His name was Glen Bell.
Glen “Taco” Bell
Not to be confused with Del (Ed) “Taco” Hackbarth.
As someone who went to a school named after the real inventor of the telephone, I have to inform you that he stole it from a German guy called Phillip Reis who himself had inspirations but let’s not talk about that
I’m torn between joking that the EBDB BnB wouldn’t be created for about 100 years or pointing out that both of his brothers died from TB 100 years before Taco Bell was established.
And just Ftr, Taco John’s is the superior franchise. Fight me.
The taco johns around me lasted less than a year open before closing down. They universally fucked up every single order; great tacos if you were feeling lucky though. For some reason they closed at 10pm too, just weird for fast food tacos to not be open for late night stoners
The meat and potato burrito and oles were worth their weight in gold.
Kinda not surprised though. Many franchise owners struggle to find decent workers bc they don’t like paying them or offering humane conditions.

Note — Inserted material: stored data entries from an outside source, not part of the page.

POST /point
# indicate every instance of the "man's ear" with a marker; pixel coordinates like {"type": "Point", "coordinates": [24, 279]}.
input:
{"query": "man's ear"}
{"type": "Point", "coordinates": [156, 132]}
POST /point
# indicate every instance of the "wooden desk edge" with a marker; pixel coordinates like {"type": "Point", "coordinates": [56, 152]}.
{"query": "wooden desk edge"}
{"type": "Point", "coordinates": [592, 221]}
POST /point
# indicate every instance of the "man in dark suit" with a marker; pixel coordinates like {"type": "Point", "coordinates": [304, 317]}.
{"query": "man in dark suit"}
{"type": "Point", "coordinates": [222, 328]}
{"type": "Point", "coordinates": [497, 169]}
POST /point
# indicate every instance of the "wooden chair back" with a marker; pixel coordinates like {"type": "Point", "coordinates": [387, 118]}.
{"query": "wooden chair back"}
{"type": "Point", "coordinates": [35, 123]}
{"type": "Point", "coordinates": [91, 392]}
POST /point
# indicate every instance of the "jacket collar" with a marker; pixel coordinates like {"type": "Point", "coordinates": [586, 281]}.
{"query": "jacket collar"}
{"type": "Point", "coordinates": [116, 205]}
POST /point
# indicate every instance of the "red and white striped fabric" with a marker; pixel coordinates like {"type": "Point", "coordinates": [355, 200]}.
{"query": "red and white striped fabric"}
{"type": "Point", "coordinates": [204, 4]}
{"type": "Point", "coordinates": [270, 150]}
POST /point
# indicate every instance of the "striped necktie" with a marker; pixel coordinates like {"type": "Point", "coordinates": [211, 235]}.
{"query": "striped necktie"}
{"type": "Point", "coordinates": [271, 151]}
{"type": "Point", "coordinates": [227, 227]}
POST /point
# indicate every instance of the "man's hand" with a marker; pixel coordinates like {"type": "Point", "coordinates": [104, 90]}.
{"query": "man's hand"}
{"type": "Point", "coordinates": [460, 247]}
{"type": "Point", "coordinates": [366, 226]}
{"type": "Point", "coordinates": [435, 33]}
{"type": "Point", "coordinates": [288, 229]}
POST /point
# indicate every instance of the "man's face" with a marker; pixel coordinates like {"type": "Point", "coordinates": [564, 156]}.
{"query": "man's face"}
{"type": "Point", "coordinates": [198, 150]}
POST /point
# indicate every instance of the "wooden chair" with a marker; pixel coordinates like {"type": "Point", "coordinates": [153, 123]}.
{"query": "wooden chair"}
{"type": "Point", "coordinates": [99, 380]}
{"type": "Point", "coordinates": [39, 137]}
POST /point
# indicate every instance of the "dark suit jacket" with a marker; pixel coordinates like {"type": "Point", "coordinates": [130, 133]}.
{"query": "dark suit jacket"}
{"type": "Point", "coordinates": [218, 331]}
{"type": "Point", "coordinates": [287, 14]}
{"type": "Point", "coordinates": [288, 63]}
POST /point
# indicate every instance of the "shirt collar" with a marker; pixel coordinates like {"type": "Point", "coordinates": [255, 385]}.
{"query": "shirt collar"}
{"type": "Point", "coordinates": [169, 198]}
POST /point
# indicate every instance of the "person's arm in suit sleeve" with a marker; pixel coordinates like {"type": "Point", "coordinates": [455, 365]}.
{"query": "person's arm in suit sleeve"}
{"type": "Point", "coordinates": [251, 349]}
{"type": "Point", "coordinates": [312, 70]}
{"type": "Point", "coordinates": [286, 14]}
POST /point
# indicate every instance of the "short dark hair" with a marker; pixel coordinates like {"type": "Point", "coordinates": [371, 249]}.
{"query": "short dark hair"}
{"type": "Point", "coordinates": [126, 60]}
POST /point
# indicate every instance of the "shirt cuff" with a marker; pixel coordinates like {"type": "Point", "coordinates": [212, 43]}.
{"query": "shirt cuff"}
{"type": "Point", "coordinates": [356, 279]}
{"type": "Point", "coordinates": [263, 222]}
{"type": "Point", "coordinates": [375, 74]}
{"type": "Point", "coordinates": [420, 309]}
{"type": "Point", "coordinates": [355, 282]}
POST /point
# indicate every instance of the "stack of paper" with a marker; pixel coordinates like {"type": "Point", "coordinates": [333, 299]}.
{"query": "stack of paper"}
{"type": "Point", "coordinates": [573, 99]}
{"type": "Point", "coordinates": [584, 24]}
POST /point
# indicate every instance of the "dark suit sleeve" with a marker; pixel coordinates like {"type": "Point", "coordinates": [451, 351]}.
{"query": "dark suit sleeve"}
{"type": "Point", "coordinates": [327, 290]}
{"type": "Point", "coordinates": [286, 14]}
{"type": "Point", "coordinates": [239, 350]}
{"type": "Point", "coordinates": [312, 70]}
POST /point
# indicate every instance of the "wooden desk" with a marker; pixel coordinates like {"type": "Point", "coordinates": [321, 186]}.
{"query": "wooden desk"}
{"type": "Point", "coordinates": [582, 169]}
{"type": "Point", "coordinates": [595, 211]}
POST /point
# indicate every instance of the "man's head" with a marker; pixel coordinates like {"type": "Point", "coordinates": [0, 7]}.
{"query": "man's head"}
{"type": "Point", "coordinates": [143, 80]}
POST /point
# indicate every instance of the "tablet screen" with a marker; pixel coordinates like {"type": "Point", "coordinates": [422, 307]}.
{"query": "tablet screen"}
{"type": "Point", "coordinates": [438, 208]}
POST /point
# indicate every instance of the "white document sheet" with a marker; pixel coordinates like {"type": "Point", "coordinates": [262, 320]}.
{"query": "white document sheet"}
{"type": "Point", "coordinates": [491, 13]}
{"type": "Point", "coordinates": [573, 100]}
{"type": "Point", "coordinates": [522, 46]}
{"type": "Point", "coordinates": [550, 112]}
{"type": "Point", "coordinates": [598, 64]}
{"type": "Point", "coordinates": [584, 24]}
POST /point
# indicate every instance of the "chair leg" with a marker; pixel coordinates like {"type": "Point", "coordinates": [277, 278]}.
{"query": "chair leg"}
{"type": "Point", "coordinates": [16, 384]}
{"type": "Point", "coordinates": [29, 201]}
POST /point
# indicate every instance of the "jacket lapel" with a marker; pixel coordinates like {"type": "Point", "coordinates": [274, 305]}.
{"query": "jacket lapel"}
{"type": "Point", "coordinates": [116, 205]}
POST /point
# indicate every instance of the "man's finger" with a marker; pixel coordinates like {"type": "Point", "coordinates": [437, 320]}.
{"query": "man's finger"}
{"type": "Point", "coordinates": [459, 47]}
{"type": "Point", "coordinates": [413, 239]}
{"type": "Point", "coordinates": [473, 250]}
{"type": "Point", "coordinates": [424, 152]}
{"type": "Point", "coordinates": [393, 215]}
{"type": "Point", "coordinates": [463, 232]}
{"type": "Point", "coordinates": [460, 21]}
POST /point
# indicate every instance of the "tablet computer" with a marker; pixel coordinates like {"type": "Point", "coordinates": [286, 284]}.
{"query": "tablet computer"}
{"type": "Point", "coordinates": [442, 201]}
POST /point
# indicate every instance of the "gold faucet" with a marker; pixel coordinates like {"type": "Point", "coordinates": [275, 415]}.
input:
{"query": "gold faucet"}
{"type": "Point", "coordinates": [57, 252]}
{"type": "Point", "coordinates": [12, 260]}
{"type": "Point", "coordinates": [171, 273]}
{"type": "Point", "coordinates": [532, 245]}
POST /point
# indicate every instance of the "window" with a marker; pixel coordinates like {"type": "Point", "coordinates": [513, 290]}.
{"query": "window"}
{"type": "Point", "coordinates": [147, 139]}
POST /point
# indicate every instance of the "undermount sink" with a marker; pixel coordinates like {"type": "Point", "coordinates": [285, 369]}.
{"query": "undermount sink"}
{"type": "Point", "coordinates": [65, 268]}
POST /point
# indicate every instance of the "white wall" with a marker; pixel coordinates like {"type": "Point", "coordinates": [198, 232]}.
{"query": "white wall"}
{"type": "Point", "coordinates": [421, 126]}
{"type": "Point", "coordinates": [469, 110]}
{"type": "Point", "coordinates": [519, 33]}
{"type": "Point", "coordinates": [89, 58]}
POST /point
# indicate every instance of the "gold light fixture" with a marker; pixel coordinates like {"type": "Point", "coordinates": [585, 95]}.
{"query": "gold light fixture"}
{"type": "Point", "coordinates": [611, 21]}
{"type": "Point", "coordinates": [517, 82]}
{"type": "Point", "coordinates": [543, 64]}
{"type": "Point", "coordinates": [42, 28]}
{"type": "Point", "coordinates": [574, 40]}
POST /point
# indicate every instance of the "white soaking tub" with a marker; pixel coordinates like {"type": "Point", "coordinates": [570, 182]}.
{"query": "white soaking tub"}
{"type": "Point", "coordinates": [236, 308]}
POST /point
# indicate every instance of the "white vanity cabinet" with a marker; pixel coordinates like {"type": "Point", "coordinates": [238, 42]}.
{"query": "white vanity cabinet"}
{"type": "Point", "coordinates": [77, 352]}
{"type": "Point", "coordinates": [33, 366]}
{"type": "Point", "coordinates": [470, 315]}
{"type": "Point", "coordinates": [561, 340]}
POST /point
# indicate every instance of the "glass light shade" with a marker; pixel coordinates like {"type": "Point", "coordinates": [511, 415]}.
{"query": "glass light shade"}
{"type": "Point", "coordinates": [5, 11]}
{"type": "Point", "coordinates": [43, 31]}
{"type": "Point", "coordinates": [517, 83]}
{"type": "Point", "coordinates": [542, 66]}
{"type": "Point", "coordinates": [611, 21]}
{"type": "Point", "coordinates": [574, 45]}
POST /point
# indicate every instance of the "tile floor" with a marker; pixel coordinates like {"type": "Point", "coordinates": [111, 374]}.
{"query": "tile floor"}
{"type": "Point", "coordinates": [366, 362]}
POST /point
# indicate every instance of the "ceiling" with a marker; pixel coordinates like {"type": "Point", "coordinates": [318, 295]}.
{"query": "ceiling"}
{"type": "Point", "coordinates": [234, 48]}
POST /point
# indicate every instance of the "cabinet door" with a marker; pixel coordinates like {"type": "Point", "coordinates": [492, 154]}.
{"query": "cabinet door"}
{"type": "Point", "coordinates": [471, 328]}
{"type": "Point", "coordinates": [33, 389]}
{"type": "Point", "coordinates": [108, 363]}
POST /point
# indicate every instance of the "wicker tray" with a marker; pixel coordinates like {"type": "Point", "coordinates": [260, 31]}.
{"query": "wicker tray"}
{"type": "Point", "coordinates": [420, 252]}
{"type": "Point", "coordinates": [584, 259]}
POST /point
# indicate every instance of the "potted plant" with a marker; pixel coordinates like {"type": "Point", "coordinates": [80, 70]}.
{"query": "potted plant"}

Taco Johns is inferior mexican food, doesn’t even deserve to be called mexican food.
But they serve the best fucking potatoes ever.
Don’t forget about his other grand accomplishments like MyFace or Pee Bibs!
In 400 years (if civilization still is around) people will believe this.
Makes sense. In the future, all restaurants are Taco Bell.
Americans don’t even understand how masking works. They will never comprehend the three shells.
That’s nothing, Pachel Bell’s legacy lives on in every music genre.